Re: A state transition diagram proves ... GOOD PROGRESS

Am Fri, 18 Oct 2024 09:10:04 -0500 schrieb olcott:

On 10/18/2024 6:17 AM, Richard Damon wrote:

On 10/17/24 11:47 PM, olcott wrote:

On 10/17/2024 10:27 PM, Richard Damon wrote:

On 10/17/24 9:47 PM, olcott wrote:

On 10/17/2024 8:13 PM, Richard Damon wrote:

On 10/17/24 7:31 PM, olcott wrote:

When DDD is correctly emulated by HHH according to the semantics
of the x86 language DDD cannot possibly reach its own machine
address [00002183] no matter what HHH does.
+-->[00002172]-->[00002173]-->[00002175]-->[0000217a]--+

Except that 0000217a doesn't go to 00002172, but to 000015d2

The Emulating HHH sees those addresses at its begining and then never
again.
Then the HHH that it is emulating will see those addresses, but not the
outer one that is doing that emulation of HHH.
And so on.
Which HHH do you think EVER gets back to 00002172?
What instruction do you think that it emulates that would tell it to do
so?

At best the trace is:
00002172 00002173 00002175 0000217a conditional emulation of 00002172
conditional emulation of 00002173 conditional emulation of 00002175
conditional emulation of 0000217a CE of CE of 00002172 ...

OK great this is finally good progress.

The more interesting part is HHH simulating itself, specifically the
if(Root) check on line 502.

and if HHH decides to abort its emulation, it also should know that
every level of condition emulation it say will also do the same thing,

If I understand his words correctly Mike has already disagreed with
this.

He hasn't.

Message-ID: <rLmcnQQ3-N_tvH_4nZ2dnZfqnPGdnZ2d@brightview.co.uk>
On 3/1/2024 12:41 PM, Mike Terry wrote:
 > Obviously a simulator has access to the internal state (tape contents
 > etc.) of the simulated machine.
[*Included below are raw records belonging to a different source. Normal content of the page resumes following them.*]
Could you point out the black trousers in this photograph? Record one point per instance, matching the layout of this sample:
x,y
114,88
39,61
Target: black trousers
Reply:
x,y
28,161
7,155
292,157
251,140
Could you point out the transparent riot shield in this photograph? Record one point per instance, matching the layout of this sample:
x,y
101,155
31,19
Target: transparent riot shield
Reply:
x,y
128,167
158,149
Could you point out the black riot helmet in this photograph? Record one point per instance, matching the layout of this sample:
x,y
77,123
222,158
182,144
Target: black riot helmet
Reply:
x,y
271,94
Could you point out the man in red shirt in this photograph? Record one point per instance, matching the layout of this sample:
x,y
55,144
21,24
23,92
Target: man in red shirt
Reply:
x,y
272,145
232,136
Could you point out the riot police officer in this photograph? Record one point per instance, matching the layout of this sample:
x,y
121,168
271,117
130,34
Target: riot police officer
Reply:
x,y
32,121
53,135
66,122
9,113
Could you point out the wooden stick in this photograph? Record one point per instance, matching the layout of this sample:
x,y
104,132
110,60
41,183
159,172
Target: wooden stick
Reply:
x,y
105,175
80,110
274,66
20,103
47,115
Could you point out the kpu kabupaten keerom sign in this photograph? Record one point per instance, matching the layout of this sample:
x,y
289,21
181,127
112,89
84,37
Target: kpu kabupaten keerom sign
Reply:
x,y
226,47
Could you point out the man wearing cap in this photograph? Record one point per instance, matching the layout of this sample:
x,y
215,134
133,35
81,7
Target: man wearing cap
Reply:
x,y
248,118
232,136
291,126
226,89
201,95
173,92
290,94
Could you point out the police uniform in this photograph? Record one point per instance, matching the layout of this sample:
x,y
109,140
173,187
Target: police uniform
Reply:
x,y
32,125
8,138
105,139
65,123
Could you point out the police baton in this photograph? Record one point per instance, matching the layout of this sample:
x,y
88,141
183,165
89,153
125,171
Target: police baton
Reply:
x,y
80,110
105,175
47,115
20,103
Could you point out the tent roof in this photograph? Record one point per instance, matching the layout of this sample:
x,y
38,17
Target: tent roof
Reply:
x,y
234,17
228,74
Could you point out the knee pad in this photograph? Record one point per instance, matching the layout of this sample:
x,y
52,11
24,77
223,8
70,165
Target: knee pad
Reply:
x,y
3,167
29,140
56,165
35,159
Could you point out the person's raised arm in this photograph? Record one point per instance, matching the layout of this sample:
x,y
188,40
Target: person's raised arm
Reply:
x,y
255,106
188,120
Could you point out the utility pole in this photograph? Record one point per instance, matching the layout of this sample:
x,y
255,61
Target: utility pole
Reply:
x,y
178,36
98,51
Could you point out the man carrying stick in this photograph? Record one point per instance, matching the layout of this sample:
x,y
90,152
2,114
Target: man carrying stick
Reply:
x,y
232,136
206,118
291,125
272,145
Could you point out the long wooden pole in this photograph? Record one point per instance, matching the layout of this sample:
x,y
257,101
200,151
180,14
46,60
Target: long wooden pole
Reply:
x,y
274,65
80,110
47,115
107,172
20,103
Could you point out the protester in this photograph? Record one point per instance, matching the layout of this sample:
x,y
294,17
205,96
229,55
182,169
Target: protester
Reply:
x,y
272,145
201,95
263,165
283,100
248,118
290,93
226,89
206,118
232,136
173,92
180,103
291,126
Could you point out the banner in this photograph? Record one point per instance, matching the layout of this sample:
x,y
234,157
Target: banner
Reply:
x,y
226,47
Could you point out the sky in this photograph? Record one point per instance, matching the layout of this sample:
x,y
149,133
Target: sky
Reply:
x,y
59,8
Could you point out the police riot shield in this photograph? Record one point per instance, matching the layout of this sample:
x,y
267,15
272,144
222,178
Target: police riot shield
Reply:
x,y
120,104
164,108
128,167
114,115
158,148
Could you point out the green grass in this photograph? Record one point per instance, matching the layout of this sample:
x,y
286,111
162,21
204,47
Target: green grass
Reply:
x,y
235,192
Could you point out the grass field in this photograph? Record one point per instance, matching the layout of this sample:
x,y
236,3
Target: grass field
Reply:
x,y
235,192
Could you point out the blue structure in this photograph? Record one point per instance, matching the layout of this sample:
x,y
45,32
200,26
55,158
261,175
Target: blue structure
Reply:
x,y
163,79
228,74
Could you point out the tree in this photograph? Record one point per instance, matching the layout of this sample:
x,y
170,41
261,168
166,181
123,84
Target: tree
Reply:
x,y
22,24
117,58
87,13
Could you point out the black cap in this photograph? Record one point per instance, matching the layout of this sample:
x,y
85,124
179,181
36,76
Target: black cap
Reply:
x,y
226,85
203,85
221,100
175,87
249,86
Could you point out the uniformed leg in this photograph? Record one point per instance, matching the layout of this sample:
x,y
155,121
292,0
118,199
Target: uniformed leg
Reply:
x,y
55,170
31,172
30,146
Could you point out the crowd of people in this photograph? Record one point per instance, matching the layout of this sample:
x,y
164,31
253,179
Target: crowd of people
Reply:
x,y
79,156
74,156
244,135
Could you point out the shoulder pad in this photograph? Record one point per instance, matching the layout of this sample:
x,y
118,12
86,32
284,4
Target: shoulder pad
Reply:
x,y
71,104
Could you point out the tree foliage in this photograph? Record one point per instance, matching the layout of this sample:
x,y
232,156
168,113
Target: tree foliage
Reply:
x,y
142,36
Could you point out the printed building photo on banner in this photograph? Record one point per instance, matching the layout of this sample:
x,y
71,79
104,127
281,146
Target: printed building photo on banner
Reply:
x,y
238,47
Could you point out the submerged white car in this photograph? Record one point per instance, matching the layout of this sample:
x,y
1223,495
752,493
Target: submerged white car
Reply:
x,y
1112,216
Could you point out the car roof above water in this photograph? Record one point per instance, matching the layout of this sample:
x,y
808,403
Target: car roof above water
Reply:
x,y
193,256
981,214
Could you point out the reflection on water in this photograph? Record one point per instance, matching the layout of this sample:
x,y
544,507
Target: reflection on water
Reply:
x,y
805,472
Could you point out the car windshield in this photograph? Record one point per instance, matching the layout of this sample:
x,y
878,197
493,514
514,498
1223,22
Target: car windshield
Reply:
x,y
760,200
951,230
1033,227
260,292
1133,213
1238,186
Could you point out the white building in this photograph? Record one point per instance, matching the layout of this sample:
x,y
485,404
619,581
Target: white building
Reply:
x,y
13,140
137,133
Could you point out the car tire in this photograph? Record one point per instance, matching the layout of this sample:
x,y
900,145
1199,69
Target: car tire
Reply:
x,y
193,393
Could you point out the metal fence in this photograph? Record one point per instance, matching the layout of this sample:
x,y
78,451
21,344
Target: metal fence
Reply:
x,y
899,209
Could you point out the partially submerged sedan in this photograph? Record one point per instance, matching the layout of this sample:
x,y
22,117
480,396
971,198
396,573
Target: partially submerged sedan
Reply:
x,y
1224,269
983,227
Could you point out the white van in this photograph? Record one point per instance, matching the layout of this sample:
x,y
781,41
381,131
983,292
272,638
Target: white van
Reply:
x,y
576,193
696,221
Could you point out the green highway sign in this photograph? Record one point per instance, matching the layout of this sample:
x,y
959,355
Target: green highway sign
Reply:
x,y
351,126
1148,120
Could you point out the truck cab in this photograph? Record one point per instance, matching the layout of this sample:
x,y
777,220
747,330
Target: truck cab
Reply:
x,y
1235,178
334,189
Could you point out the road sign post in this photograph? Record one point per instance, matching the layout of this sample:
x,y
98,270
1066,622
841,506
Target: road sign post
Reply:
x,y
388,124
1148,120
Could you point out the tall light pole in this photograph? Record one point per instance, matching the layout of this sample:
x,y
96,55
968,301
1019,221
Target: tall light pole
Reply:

No problem there.
This seems to indicate that the Turing machine UTM version of HHH can
somehow see each of the state transitions of the DDD resulting from
emulating its own Turing machine description emulating DDD.

Of course. It needs to, in order to simulate it. Strictly speaking
it has no idea of its simulation of a simulation two levels down,
only of the immediate simulation; the rest is just part of whatever
program the simulated simulator is simulating, which happens to be
itself.

*Joes can't seem to understand this*
Only the outer-most HHH meets its abort criteria first, thus unless it
aborts as soon as it meets this criteria none of them will ever abort.
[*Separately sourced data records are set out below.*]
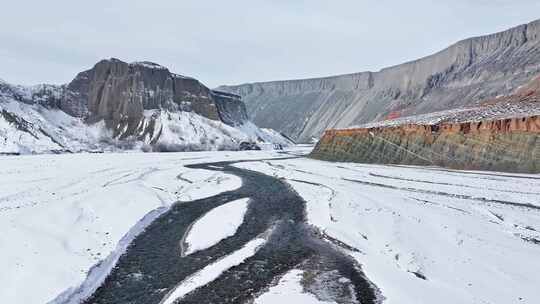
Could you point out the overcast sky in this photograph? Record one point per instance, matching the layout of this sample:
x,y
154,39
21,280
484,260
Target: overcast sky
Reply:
x,y
231,42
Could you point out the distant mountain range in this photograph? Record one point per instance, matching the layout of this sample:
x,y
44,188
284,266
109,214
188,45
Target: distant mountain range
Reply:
x,y
118,105
464,74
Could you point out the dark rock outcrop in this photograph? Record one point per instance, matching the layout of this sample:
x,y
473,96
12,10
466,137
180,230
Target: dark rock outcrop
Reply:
x,y
119,93
463,74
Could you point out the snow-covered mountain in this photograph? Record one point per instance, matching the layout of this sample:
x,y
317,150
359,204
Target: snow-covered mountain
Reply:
x,y
124,106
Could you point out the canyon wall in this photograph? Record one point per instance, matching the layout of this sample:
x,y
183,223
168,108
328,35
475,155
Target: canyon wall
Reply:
x,y
511,145
463,74
118,93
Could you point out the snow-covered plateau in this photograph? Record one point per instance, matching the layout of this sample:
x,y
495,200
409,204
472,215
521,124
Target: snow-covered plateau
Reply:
x,y
420,234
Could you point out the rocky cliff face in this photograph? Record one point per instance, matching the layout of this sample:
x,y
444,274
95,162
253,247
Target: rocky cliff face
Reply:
x,y
119,105
463,74
501,135
119,92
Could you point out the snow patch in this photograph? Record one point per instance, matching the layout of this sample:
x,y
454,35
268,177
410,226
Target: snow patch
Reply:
x,y
220,223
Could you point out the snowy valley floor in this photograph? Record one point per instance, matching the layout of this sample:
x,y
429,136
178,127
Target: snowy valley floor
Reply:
x,y
421,235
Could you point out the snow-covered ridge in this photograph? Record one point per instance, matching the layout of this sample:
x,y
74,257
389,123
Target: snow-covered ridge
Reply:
x,y
149,65
31,122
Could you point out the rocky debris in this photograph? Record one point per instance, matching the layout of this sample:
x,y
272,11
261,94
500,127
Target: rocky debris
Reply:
x,y
462,139
119,105
466,73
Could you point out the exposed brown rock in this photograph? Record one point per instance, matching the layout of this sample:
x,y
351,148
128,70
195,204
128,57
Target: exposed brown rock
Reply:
x,y
501,144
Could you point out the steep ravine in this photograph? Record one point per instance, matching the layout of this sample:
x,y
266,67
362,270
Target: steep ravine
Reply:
x,y
463,74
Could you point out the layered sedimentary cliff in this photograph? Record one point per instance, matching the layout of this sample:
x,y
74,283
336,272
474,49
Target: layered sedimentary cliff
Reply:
x,y
119,105
501,135
463,74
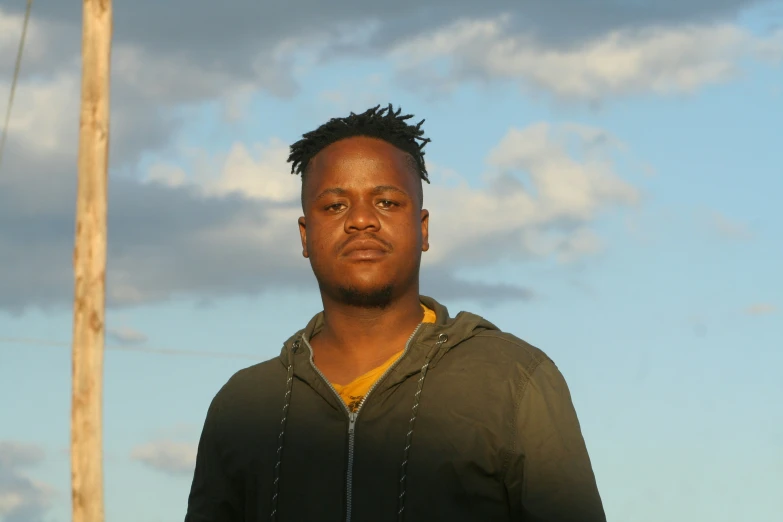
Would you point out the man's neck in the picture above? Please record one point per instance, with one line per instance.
(355, 340)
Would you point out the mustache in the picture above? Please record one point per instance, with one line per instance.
(365, 237)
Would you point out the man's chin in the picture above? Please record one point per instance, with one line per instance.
(366, 297)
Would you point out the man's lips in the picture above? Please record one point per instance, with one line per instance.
(364, 249)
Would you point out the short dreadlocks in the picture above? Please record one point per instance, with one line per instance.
(385, 124)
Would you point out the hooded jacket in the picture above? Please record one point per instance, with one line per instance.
(470, 424)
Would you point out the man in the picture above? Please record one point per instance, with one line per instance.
(384, 408)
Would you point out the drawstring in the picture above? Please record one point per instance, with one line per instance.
(287, 403)
(442, 338)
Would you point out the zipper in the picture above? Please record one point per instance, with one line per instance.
(353, 415)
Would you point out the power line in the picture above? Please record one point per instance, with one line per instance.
(143, 349)
(17, 67)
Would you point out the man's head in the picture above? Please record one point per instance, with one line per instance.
(363, 227)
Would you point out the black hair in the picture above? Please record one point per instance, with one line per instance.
(385, 124)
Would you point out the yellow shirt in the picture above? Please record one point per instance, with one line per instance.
(353, 392)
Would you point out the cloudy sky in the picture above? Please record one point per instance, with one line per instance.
(605, 178)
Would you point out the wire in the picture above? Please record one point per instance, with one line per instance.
(165, 351)
(17, 67)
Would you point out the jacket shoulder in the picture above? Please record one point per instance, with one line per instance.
(253, 381)
(511, 348)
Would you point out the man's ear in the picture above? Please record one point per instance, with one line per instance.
(303, 236)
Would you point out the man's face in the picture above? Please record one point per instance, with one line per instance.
(363, 228)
This is very simple to understand. Almost as simple as: even if only
the outermost HHH didn't abort, it would still halt, since it is
simulating a halting program: the nested version will abort.

and thus the call HHH at 0000217a will be returned from, > and HHH has
no idea what will happen after that, so it KNOWS it is ignorant of the
answer.

--
Am Sat, 20 Jul 2024 12:35:31 +0000 schrieb WM in sci.math:
It is not guaranteed that n+1 exists for every n.